Friday, August 04, 2006

make room for daddy

another of my mother's maxims was "don't fall in love with a man like your father." to my little girl eyes, he certainly seemed preferable to my stepfather -- an irascible curmudgeon with emphysema who was much closer in age to my grandmother. my father, on the other hand, was quick-witted, independent, inquisitive, carried a humorous and encyclopedic knowledge of many things (excellent training for my later role as raconteur), traveled extensively, and as an actor lived a very non-traditional lifestyle with *peculiar* hours and soho (pre-gentrification) friends. he took me to see eugene o'neill plays and shakespeare in the round. "west side story" on the big screen. (he cried!) we listened to sam cook and sun ra. we flew kites and went to europe.
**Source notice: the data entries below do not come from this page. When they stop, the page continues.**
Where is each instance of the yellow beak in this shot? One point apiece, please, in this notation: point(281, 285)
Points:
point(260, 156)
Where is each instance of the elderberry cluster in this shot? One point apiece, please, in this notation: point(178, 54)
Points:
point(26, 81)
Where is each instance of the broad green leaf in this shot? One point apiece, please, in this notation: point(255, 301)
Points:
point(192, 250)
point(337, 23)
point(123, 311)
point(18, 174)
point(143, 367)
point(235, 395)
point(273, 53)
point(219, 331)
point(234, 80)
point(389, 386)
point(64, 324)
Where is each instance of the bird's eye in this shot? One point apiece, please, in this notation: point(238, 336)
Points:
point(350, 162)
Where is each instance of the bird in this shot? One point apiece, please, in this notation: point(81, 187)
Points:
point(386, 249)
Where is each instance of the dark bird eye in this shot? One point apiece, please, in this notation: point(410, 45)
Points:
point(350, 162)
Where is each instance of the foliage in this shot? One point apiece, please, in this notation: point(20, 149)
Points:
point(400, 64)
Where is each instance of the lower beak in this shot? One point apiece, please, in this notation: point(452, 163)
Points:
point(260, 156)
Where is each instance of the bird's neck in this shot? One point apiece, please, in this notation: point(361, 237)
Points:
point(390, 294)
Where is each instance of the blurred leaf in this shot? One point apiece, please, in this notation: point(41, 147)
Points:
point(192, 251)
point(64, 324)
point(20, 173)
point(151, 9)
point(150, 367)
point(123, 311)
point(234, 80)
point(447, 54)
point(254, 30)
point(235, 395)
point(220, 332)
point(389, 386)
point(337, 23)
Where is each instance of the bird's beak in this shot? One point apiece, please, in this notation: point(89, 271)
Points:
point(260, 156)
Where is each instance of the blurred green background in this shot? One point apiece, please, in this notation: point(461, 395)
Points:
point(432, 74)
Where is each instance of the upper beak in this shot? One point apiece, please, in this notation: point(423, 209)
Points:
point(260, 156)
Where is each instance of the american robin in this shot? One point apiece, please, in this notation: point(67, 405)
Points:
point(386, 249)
i grew older, his narcissism and selfishness became more apparent to me. the looming financial obligation of college sent him into exile, and we began to lead a life of protracted silences.

in psych 101 i learned men marry their mothers. ack! i was too clever by half to succumb to my female equivalent! in animal behavior, i learned about imprinting and felt a twinge of anthropomorphic sympathy for lorenz's little geese.

my primary b/f through college was emotionally reticent, but i easily chalked that up to his laconic yankee nature. various partners came and went, and even i saw the pattern of me feeling more comfortable being held at a bit of an emotional distance. well, let's say, i recognized its mirror image of feeling suffocated if a man wanted to get too close. if, during dinner, he sat next to me on the banquette, instead of across the table, there was no second date.

many men, many years. those of any duration carried common traits, like wit and brains. they were all tall and mostly dark. they kept themselves at sufficient remove to keep me on my toes. never once did i foresee forever. not with a one.

midway through my 20s, i discovered quite by accident, that my father had a son and had been living with him and the mother since i was 15. right around the time talk of my upcoming tuition and his subsequent freak-out. unbeknownst to me, he had made a mental delineation of where he felt his financial and emotional obligations more truly belonged. there could be no further duality.

late in my 30s, i became involved with the *gentleman caller*. with seemingly little psychological fanfare, we both put aside the intrusive reality of his wife and children. he drew the lines of personal priority and i happily agreed to remain behind the one assigned to me. it was intense, it was boundless and sometimes terrifying. it was not the short-term fiery arc these things usually turn out to be. devotion grew, committment deepened. enthralled, i never felt stronger, or more free.

part of my *place* was to accept. his way, or no way. i understood that as an internal obligation to keep my mouth shut. some things if spoken of would blow down the house of cards with a mere whisper. did i cry over them? yes, but always alone.

almost immediately, he intuited my greatest and darkest fear was to be abandoned. soon, he admitted he knew my harshest fear was to be abandoned by him. i could not deny it. it became a powerful weapon in our dances of emotional sadism and psychological masochism.

as our time together progressed, i realized with absolute certainty i'd fallen in love with my father. yup, all the good stuff that made us laugh and crave each other's company. but also the tragic flaws whose manifestations i most desperately feared.

through consistently fierce psychological battering, he finally made me see forever. i saw it. and it was wonderful. i wanted it. i believed we would have it. not the picket fence kinda forever (he had that *over there* anyway)but just the right kind for me. for us.

no surprise to you, gentle reader, but the man most like my father is gone. he has closed tight the loop of the noose of exclusion and i'm left gasping for air. i'm repudiated, denied, minimized. he convinces her it meant nothing. four years of nothing. convenience. that's all it was. of no more consequence than a drive-through happy meal.

if i believed in portents, i'd be petrified right now. within minutes, the sky has grown black and a deluge of rain falls. but i'm no savage. i *do* know it won't rain forever. and i've still got the sense to own an umbrella.